April 13, 2021

Back to the Wayback Machine

A little over a year ago, I pointed out that as far as I could tell the Internet Archive’s Wayback Machine appeared to be somewhat moribund. At the time, I couldn’t find any major web site that had been updated  more than a year-and-a-half prior.

Well, as my friend Tracy Seneca pointed out a while back, the Wayback Machine appears to have received an update to both data and interface. She called it a “spiffy” new interface, and I’d have to agree. It seems intuitive, informative, and useful. For example, take a look at the result for http://whitehouse.gov/ .  Although there is clearly a lag in data of about six months, that is typical and shouldn’t be much of a problem for what is supposed to be an historical record rather than up-to-the minute.

That’s the good news. The bad news is that web sites in the backwaters of the Interwebs may not be crawled as much or perhaps even at all. Take my own web site as an example. It hasn’t been crawled since June 2009, which by my reckoning is close to 2 years ago. Not that I blame them, mind you, as who is all that interested in the minutiae of my life?
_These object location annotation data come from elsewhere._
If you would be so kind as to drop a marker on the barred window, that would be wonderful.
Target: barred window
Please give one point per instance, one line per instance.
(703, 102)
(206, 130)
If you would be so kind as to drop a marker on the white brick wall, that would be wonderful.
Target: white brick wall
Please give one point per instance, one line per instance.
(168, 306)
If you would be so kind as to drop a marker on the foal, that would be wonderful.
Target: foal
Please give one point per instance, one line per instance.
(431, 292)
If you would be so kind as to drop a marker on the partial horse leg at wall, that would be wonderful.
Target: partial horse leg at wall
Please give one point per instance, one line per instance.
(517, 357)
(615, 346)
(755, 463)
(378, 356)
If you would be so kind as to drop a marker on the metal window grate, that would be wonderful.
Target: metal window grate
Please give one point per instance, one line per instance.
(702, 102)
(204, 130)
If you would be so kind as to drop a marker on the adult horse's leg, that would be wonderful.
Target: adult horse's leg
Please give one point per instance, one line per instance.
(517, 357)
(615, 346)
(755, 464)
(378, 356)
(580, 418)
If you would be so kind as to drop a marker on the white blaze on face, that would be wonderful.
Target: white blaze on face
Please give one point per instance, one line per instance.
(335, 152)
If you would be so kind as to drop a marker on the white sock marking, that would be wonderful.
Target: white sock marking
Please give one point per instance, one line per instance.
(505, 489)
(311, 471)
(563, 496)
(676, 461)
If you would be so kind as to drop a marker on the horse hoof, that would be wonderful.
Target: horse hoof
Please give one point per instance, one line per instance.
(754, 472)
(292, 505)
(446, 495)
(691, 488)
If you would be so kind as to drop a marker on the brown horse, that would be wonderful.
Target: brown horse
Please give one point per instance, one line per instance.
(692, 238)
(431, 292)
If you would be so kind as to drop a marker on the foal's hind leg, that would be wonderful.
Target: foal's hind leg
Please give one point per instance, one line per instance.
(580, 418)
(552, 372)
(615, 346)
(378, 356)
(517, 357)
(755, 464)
But that means that any claims to be “archiving the web” should be taken with a grain of salt. Maybe say “archiving the parts of the web that matter” or “ignoring what doesn’t matter so much”. You get the drift.

But in the end this is yet another mea culpa moment. I’m happy that I was wrong that the Internet Archive was not maintaining the Wayback Machine and I apologize for casting aspersions on their abilities to keep the service alive. It’s there, and being updated, even if spotty in places.

Share
Roy Tennant About Roy Tennant

Roy Tennant is a Senior Program Officer for OCLC Research. He is the owner of the Web4Lib and XML4Lib electronic discussions, and the creator and editor of Current Cites, a current awareness newsletter published every month since 1990. His books include "Technology in Libraries: Essays in Honor of Anne Grodzins Lipow" (2008), "Managing the Digital Library" (2004), "XML in Libraries" (2002), "Practical HTML: A Self-Paced Tutorial" (1996), and "Crossing the Internet Threshold: An Instructional Handbook" (1993). Roy wrote a monthly column on digital libraries for Library Journal for a decade and has written numerous articles in other professional journals. In 2003, he received the American Library Association's LITA/Library Hi Tech Award for Excellence in Communication for Continuing Education. Follow him on Twitter @rtennant.

Comments

  1. I’m seeing either May 2009 or June 2009 as the latest update for all three of my sites (Cites & Insights, Walt at Random and my personal site). I draw no conclusions.

  2. You never know Roy “who is all that interested in the minutiae of my life?”… :-)

  3. And my site had dip in coverage in 2009 but was picked up three times in 2010. I can’t draw any conclusions either.

  4. Karen Coyle says:

    “Crawled” and “loaded into Wayback machine” are two different things. There is a lag between crawling and loading. Which, of course, means you don’t know if you’ve been crawled recently. Here’s the FAQ on that:

    http://www.archive.org/about/faqs.php#103